Dès le début des années 1980, il devient patent que les radiofréquences vont poser un problème de santé publique. EN 1982 est fondée L’ICNIRP (International Commission on Non-Ionizing Radiation Protection). C’est une ONG qui se prétend indépendante mais dont les membres sont en conflit d’intérêt avec les industriels des ondes. C’est l’ICNIRP, instance de régulation autoproclamée, qui, avec la bienveillance des Etats, se propose de définir les seuils de sécurité des émissions des ondes non–ionisantes. C’est elle qui statue sur la dangerosité possible des outils sans fils et qui élabore les éléments de langage a l’attention des gouvernements, de la communauté scientifique et des médias.
Un bel exemple est cette norme très élevée d’émission des antennes-relais (41V/m et 61V/m suivant les fréquences) qui a été scrupuleusement mise en œuvre par les Opérateurs français de la téléphonie et de l’Internet. Ce classement en (2B), « cancérogènes possibles des téléphones portables de 2011 était une épine dans le pied de l’ICNIRP. Pour le lobby des Ondes, plutôt que prendre des mesures de précaution fort coûteuses, il est plus économique de changer le thermomètre. D’abord, en mettant à la tête de la Commission des Ondes de l’OMS un ancien directeur de l’ICNIRP, puis en renouvelant les cadres.
Avant même que la manœuvre ne fasse sentir ses effets délétères, quelques journalistes ou scientifiques prédisaient le pire pour demain ! Joel Moskowitz, enseignant -chercheur à la faculté de la School of Public Health de l’Université de Californie, Berkeley, écrit (13 août 2023, la Maison du 21e siècle, Canada), « L’OMS fait évaluer la dangerosité des ondes par les amis de l’industrie ». Sur les vingt et un experts désignés par l’OMS, « Onze sont actuellement ou ont été affiliés à l’ICNIRP » et « huit des vingt et un experts ont publié seulement huit articles ou moins sur les CEM selon les archives de l’EMF-Portal, qui comptent 37 000 publications ». Il relève également, « qu’aucun des 250 scientifiques spécialistes des CEM qui ont signé « l’Appel international des scientifiques spécialistes des CEM », alertant les autorités sur la nocivité des ondes non-ionisantes « n’a été sélectionné par l’OMS pour faire partie du groupe de travail. Il conclut : « l’OMS a biaisé la sélection des participants au groupe de travail et les examens de la recherche pour s’assurer que la prochaine monographie de l’OMS sur les risques sanitaires liés aux radiofréquences soutiendra les {…} limites d’exposition aux radiofréquences. Ce qui ne protège pas les humains et d’autres espèces de cette ‘exposition chronique à de faibles niveaux de radiofréquences » C’était bien vu ! Désormais, le classement 2B, « effets cancérigènes possibles » est en bonne voie pour passer à 3 « absence de lien causal. »

Résumons-nous :
- L’ICNIRP établit les normes, les concepts et éléments de langage.

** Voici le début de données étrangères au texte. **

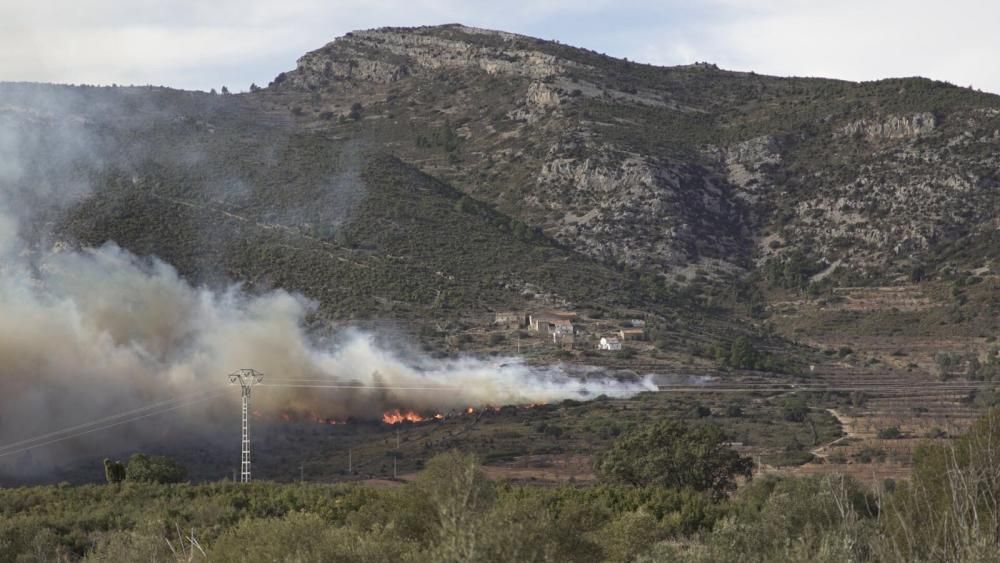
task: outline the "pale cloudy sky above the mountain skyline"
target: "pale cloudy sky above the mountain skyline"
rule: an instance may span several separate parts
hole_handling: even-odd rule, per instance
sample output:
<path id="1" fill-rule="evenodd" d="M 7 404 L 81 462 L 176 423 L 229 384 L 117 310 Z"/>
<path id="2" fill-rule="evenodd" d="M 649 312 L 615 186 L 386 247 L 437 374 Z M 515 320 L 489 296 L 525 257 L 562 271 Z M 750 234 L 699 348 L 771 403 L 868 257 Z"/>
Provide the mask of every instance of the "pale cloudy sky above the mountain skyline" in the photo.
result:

- Ils sont reproduits par la commission des Champs radioélectriques de l’OMS.
- L’Anses s’aligne sur les normes de l’OMS.

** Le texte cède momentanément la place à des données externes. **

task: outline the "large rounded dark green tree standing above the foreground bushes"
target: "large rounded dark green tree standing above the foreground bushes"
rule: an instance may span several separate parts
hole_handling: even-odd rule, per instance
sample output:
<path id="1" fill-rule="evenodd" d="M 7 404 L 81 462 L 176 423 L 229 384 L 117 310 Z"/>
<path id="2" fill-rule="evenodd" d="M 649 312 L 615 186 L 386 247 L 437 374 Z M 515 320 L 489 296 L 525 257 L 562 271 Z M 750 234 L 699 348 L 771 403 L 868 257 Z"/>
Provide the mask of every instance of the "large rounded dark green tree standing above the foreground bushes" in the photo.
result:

- Elle communique ses conclusions à la presse qui les reproduit fidèlement à destination du public et du corps médical.
- Le corps médical, fort de cette science officielle se doit de nier les effets délétères des champs radio électriques sur le public… même en cas d’usage intensif … voire très exagéré.

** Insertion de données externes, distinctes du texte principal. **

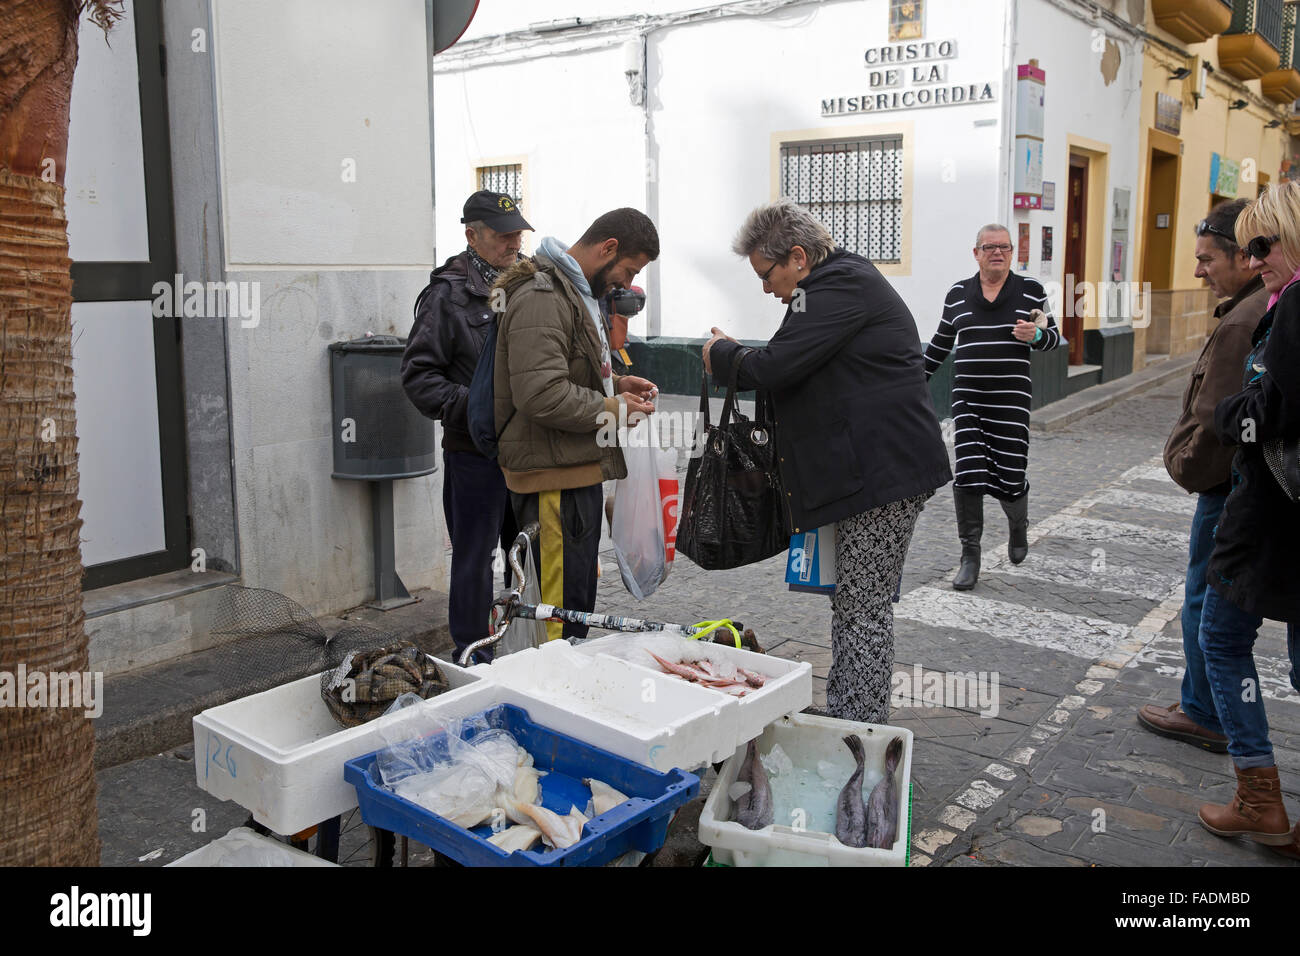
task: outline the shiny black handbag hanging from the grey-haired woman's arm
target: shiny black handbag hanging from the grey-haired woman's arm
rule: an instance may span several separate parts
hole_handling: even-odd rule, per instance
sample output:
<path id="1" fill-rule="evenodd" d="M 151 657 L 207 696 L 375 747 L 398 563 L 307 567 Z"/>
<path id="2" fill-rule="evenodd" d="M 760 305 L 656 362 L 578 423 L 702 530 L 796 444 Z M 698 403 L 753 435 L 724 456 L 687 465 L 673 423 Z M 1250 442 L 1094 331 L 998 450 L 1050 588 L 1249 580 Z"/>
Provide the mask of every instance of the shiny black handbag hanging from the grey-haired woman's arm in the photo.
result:
<path id="1" fill-rule="evenodd" d="M 766 393 L 754 420 L 736 407 L 732 365 L 722 420 L 708 421 L 708 376 L 699 385 L 703 449 L 690 459 L 681 494 L 677 550 L 699 567 L 744 567 L 780 554 L 790 544 L 789 507 L 776 467 L 776 423 Z"/>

Il s’agit d’une communication descendante dans laquelle l’échelon inférieur répète les informations de l’échelon supérieur. Puis, à son tour, il les transmet à l’échelon du dessous. C’est le principe du « perroquet ». Victime du « syndrome du perroquet » le corps médical coincé entre la presse médicale et le Conseil de l’Ordre est invité à nier tout effet fâcheux des ondes électromagnétiques sur la santé de ses patients. Lors de la dernière délibération de la Commission des ondes de l’Anses qui concernait le classement des téléphones cellulaires en objets inoffensifs, l’un des experts, le professeur Gérard Ledoigt, de l’Université Blaise Pascal de Clermond-Ferrand, a refusé de cosigner le rapport final. C’est un réfractaire au système de communication « du perroquet ». Son totem est sans doute « le lion », un animal pugnace et courageux qui affronte volontiers les intrus pour défendre ses congénères.
{1} Wang & Guo, 2016 ; Bortkiewicz et al., 2017 ; Carlberg & Hardell, 2017 ; Prasad et al., 2017, Yang et al., 2017 ; Choi et al., 2020.